Tu es vraiment dans la vie des gens et du jour au lendemain, pouf, tu disparais.
Bonjour Marguerite ! Première question, que veut dire Kokumi ?
C’est la 6e saveur au Japon : sucré, salé, acide, amer, umami et kokumi. Celle-ci est semblable à l’umami car il s’agit d’un réhausseur de goût, mais elle ne produit pas la même sensation. Dans le cas du kokumi, on pourrait utiliser les termes de «richesse de goût» ou de «plénitude».
Tu es passionnée de Japon ?
C’est une culture que j’adore et qui m’intéresse énormément. Ils ont une esthétique dingue, toujours très épurée, avec des matériaux super simples et nobles. Ils sont très fins sur tout : la vaisselle, la céramique, l’architecture. J’aime leur sobriété et discrétion.
6e saveur… tu aimes les bonnes choses ?
Oui ! C’est pour ça que je voulais, dès le début, m’orienter vers la restauration car j’adore manger. C’est génial de bosser avec des chefs car tu as beaucoup de liberté d’un point de vue créatif. C’est davantage scénarisé par rapport à un appartement, qui est beaucoup plus intime et personnel.
Mais je travaille aussi beaucoup pour des particuliers aujourd’hui, et ça me plait car les demandes ne sont pas les mêmes que pour les lieux publics, naturellement. Un appartement se doit d’être cosy, confortable, chaleureux… Dans la restauration on peut tester des matériaux plus facilement et il y a tout le concept derrière dont doit rendre compte l’architecte.
Au collège, à chaque fois que j’allais en cours et que je passais devant un bistrot en travaux, je m’arrêtais devant le chantier.

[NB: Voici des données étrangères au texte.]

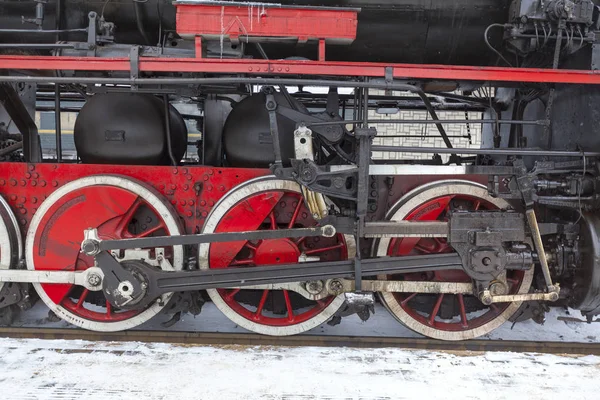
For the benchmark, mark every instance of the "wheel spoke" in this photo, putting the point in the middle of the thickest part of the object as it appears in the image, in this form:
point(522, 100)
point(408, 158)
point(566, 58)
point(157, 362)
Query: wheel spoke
point(126, 218)
point(406, 300)
point(82, 298)
point(261, 305)
point(288, 305)
point(436, 308)
point(231, 294)
point(323, 249)
point(273, 220)
point(295, 215)
point(463, 312)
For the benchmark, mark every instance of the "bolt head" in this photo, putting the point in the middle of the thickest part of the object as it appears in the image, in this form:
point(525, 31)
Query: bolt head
point(94, 279)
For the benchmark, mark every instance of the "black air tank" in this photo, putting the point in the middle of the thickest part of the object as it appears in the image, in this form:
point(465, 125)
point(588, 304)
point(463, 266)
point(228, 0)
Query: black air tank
point(129, 129)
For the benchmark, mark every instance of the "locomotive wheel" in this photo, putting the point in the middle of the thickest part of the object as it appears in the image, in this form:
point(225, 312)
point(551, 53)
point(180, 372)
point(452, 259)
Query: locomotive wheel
point(444, 316)
point(268, 203)
point(11, 247)
point(118, 207)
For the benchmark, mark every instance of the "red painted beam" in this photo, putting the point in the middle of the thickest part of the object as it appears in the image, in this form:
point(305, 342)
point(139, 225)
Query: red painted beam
point(264, 20)
point(298, 67)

Raconte-nous quand tu as commencé à t’intéresser à l’architecture ?
Quand j’étais au collège, à chaque fois que j’allais en cours et que je passais devant un bistrot en travaux, je m’arrêtais devant le chantier. J’adorais. Je me souviens m’être dit à ce moment là qu’être architecte d’intérieur / designer pouvait être un métier cool.
Connaissais-tu beaucoup de monde dans ce milieu ?
Personne de mon entourage ne bossait dans ce milieu, même si ma mère a toujours été très sensible à l’art en général. Elle a toujours voulu faire l’école Boule et m’en parlait souvent.
C’est génial de bosser avec des chefs car tu as beaucoup de liberté d’un point de vue créatif.
Faut-il savoir dessiner quand on veut être architecte ?
Tout s’apprend. J’ai fait des cours aux Arts Déco quand j’étais au lycée, ensuite j’ai fait Penninghen. Il y a un an de classe prépa : c’est une année très prenante mais on apprend beaucoup et vraiment de tout. Puis 4 ans d’études si on est pris. C’est très technique donc on apprend les bonnes bases.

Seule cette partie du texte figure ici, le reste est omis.